The third community imperative outlined in the 2020/2021 GA4GH Strategic Roadmap focuses on enabling better cross talk between GA4GH and the clinical community. In order to address this need, GA4GH will continue to advance its nascent Genomics in Health Implementation Forum, a collective of large scale initiatives focused on implementing genomics into clinical care which have committed to sharing resources, knowledge, and data using GA4GH standards. In 2021, GA4GH will expand on this work by launching a Clinical Advisory Group, which will bring together key stakeholders from a broader range of healthcare sectors to ensure its work meets the needs of this diverse community. 

“The Genomics in Health Implementation Forum brings together large scale genomics initiatives ready and willing to share resources, knowledge, and (where possible) data, as well as a commitment to adopt GA4GH standards” said Kathryn North, Director of Murdoch Children’s Research Institute, Vice-Chair of GA4GH, and co-lead of the GHIF. “The establishment of the new Clinical Advisory Group will help us expand these efforts by bringing in a broader scope of healthcare stakeholders not yet represented within the GHIF.”

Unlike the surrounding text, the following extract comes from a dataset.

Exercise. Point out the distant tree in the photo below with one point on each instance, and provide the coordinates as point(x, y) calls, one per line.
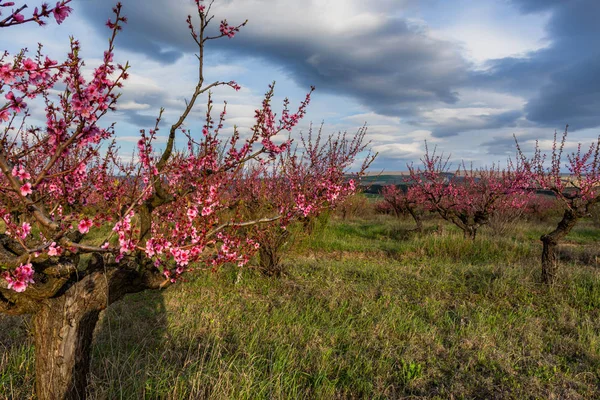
point(468, 197)
point(405, 202)
point(313, 175)
point(578, 191)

Finally, GA4GH will continue its efforts to align with external standards bodies such as HL7 and CDISC, which are the primary mechanisms by which hospitals, healthcare systems, and clinical research and drug development systems harmonize data. This work also dovetails with the first community imperative, which is focused not just on internal alignment of GA4GH standards, but also alignment with external standards in order to minimize redundancy and incompatibility. 

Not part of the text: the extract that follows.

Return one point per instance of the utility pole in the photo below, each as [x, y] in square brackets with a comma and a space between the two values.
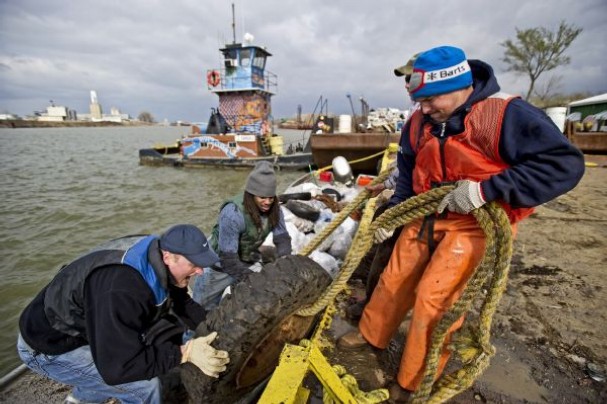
[355, 124]
[233, 24]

“The Global Alliance for Genomics and Health has pulled off an enormous feat over the last few years, driving the conversation—and indeed the work—to break down silos within the genomics community and unlock the power of data to fuel precision medicine around the world.” said Morris. “I look forward to seeing this work continue as they advance the deliverables outlined in the 2020-2021 roadmap and beyond.”